At a purely rational level, I don’t mind inflation. It means that prices and wages both go up. Things, in general, end up better for me. But on a more emotional level, I can sympathize with the hate. Sure, maybe my wages go up a little more than the prices, but it sucks going to the store to find the prices are up again. We had decades of stable prices—for most things they stayed relatively the same, for some things they went up, and for many others, they even went down. You grow up coming to expect it.

I’ve come around to why people hate inflation, why people think it’s bad for the economy even if is actually good for the economy. When the economy is actually bad, when unemployment is elevated, it affects maybe 7% of people in the labor force in a recession, 10% during the Great Recession, or up to 25% during the Great Depression. Truth be told, during times when the economy is extremely fucked, it just doesn’t really affect that many people. During the Great Depression, the vast majority of people who wanted to and were able to work were working. Sure, there were knock-on effects, but they weren’t destitute.

On the other hand, inflation—specifically higher prices—affects every single person in the economy: not just the labor force, but every single consumer. Jeff Bezos has to pay more for his yacht; Jane Middleclass pays more for her home; Larry Paycheck pays more for his groceries. So, taken together, a period of elevated prices would negatively affect far more people than a period of elevated unemployment. But, the former is fine for the economy; the latter is far worse.

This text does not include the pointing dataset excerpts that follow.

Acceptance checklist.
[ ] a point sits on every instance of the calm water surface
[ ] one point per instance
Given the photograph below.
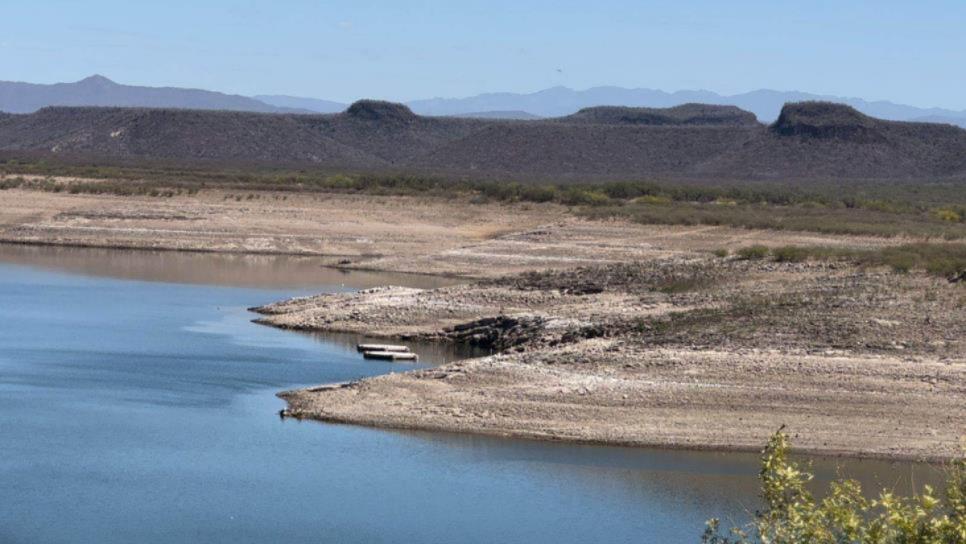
(137, 405)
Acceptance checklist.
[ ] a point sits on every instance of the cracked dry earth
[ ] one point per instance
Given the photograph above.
(688, 351)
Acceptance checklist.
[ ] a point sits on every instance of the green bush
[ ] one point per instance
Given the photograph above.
(792, 516)
(753, 253)
(790, 254)
(578, 196)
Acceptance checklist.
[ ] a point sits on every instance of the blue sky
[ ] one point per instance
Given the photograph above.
(909, 52)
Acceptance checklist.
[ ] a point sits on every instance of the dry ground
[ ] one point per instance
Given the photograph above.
(856, 362)
(609, 332)
(400, 234)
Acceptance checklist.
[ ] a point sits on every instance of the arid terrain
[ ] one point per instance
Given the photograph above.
(604, 331)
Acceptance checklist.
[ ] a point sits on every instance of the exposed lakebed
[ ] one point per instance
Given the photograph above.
(136, 410)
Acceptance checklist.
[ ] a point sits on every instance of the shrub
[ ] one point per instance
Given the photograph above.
(946, 214)
(577, 196)
(654, 200)
(538, 193)
(790, 254)
(753, 253)
(792, 516)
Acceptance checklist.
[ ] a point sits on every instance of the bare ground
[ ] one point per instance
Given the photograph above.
(691, 352)
(608, 332)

Inflation is a combination of higher prices and higher wages. You would think that people would be fine with higher prices if it meant even higher wages. Sure, in the abstract. But, people don’t tend to operate or think like that. They also don’t intuitively connect them. For most people, inflation means solely higher prices. But even if they inflation meant both, they also separate them in their minds as thus: higher prices are the government’s fault, but I earned my higher wages. We all tend to do this in one way or the other: the good things we get are ours because we deserve them, the bad things are due to government failure. I built a great business, the roads, infrastructure, stable legal environment, clean air had nothing to do with it.

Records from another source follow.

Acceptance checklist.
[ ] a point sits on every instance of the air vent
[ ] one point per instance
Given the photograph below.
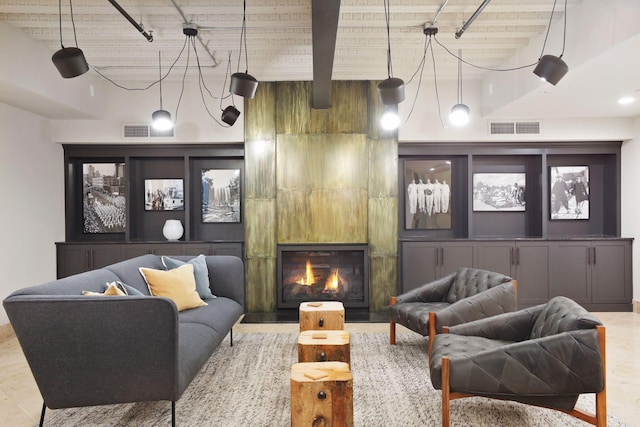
(144, 131)
(515, 128)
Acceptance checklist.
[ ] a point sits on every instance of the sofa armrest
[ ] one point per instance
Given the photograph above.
(86, 351)
(435, 291)
(514, 326)
(496, 300)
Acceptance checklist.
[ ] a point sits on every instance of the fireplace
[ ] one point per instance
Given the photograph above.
(323, 272)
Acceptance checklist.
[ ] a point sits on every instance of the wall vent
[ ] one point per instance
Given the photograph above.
(144, 131)
(514, 128)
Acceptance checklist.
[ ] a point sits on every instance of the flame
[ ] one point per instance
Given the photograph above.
(332, 281)
(309, 279)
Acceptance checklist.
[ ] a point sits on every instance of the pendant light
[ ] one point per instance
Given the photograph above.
(391, 90)
(69, 61)
(459, 115)
(552, 68)
(161, 119)
(243, 84)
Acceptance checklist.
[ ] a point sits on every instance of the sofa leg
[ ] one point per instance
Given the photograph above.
(44, 409)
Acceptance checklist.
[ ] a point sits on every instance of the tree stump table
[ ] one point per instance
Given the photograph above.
(326, 315)
(324, 346)
(321, 395)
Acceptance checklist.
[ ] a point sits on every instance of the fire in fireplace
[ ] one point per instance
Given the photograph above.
(323, 273)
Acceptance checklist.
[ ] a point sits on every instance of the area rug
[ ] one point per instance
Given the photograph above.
(248, 385)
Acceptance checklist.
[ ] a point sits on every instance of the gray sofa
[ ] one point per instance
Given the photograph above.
(95, 350)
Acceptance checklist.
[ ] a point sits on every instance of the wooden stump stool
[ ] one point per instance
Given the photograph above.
(326, 315)
(321, 395)
(324, 346)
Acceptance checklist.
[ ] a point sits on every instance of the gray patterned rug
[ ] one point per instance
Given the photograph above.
(248, 385)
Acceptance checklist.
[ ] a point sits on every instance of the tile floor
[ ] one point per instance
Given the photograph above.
(20, 401)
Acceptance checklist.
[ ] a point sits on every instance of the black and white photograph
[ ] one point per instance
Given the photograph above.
(221, 195)
(163, 195)
(499, 192)
(103, 198)
(569, 192)
(428, 194)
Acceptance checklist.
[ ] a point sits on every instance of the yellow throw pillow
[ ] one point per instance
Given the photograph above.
(112, 290)
(178, 284)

Now, you would think that Donald Trump, who people for some reason (Terminal Civic Amnesia) thought would be good for the economy, would be doing everything he can to stop the overall increases in prices. (Now, you can’t do things to lower prices because that would destroy the economy.) In fact, we had a nice slowdown in the second half of the Biden presidency, but nobody cared or gave his administration any credit. No, only Donald can fix it. So of course, our very smart, very intelligent president has gone on to do everything he fucking can to increases prices. Tariffs (literally higher prices on everything), immigration crackdowns (increase prices on construction, food, well, most things really), a fucking war in Iran (remember our little shipping lane seasoning earlier?). But I’m sure after everything finally falls down (I mean, it’s bound to at some point), everybody will look back on this area, with their Terminal Civil Amnesia, as the good old days, the days when somebody who was good at economy was doing things that were good for economy.